Prevalence of Vitamin D Deficiency and Association with Functional Status in Newly Admitted Male Veteran Nursing Home Residents
Journal of the American Geriatrics Society, Vol. 61 Issue 9, DOI: 10.1111/jgs.12495
Gotaro Kojima MD1,2,*,
Anna Tamai MD1,2,
Kamal Masaki MD2,
Gregory Gatchell DO1,2,
James Epure MD1,2,
Craig China MD1,2,
G. Webster Ross MD2,3,
Helen Petrovitch MD2,3,
Marianne Tanabe MD1,2
Objectives: To provide the first report on prevalence of vitamin D deficiency in newly admitted nursing home (NH) residents and associations with functional disabilities and chronic diseases.
Design: Retrospective chart review.
Setting: Nursing home (NH).
Participants: Male veterans newly admitted to a NH for rehabilitation, skilled-nursing care, intermediate care, or respite care between January 2011 and June 2012.
Measurements: Total serum 25-hydroxyvitamin D (25(OH)D) levels were measured on admission. Vitamin D supplement users and those without 25(OH)D measurement within 7 days of admission were excluded, leaving an analytical sample of 104 residents.
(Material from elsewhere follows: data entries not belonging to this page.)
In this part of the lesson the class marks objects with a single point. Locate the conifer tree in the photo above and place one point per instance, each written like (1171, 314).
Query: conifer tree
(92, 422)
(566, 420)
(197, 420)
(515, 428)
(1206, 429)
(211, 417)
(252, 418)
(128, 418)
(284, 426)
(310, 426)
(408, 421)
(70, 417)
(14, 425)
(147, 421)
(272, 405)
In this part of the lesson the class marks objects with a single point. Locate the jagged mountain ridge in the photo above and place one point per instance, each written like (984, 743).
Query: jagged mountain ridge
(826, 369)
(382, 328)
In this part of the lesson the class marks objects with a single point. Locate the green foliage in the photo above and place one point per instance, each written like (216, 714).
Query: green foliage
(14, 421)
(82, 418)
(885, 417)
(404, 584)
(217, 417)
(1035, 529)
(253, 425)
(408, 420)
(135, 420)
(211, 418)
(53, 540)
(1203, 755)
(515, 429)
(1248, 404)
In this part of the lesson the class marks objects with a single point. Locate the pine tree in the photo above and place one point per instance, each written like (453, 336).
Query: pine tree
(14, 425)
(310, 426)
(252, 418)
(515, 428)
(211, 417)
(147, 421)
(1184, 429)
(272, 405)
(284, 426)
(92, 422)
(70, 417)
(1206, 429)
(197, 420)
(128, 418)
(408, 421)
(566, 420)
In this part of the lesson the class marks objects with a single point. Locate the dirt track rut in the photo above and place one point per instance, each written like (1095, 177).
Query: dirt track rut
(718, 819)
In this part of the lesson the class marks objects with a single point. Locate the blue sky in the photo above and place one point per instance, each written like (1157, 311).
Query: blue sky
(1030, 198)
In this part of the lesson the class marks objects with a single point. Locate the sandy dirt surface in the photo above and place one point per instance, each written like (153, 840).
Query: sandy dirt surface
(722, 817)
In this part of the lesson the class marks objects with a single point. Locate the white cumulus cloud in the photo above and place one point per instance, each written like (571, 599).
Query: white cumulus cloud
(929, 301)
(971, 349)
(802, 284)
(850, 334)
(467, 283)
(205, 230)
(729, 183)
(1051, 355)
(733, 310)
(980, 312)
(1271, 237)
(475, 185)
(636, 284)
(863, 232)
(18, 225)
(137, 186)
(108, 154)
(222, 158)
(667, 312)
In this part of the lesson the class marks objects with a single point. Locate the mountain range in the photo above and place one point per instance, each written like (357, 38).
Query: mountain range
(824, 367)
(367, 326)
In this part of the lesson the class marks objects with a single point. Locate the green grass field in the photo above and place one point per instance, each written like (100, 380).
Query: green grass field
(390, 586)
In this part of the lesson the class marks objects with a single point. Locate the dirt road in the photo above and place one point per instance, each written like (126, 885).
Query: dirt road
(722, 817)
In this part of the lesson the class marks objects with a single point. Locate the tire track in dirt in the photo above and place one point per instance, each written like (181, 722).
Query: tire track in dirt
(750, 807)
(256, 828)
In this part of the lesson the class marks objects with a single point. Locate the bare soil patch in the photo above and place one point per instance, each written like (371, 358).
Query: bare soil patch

Vitamin D deficiency was defined as 25(OH)D less than 20 ng/mL.
Data were collected on age, ethnicity, season, body mass index (BMI), functional disability in activities of daily living (ADLs) (mobility, bathing, dressing, toileting, continence, and feeding), and prevalent chronic diseases.
Results: Prevalence of vitamin D deficiency was 49.0%. In multivariate logistic regression models adjusted for age, ethnicity, and BMI, vitamin D deficiency was significantly associated with number of ADL disabilities (odds ratio (OR) = 1.4 for each 1-point increase in ADL disability score, P = .03) and prevalent diabetes mellitus (OR = 3.0, P = .03).
In regression models using each ADL disability as a separate variable, only disability in feeding (OR = 4.7, P = .05) and diabetes mellitus (OR = 2.9, P = .04) remained significant.
Conclusion: Almost half the individuals entering the NH and not taking vitamin D supplements had vitamin D deficiency. Greater number of ADL disabilities, disability in feeding, and prevalent diabetes mellitus were independently associated with vitamin D deficiency.
ADL: 0 to 6 scale
6 = full function,
4 = moderate impairment,
2 or less indicates severe functional impairment.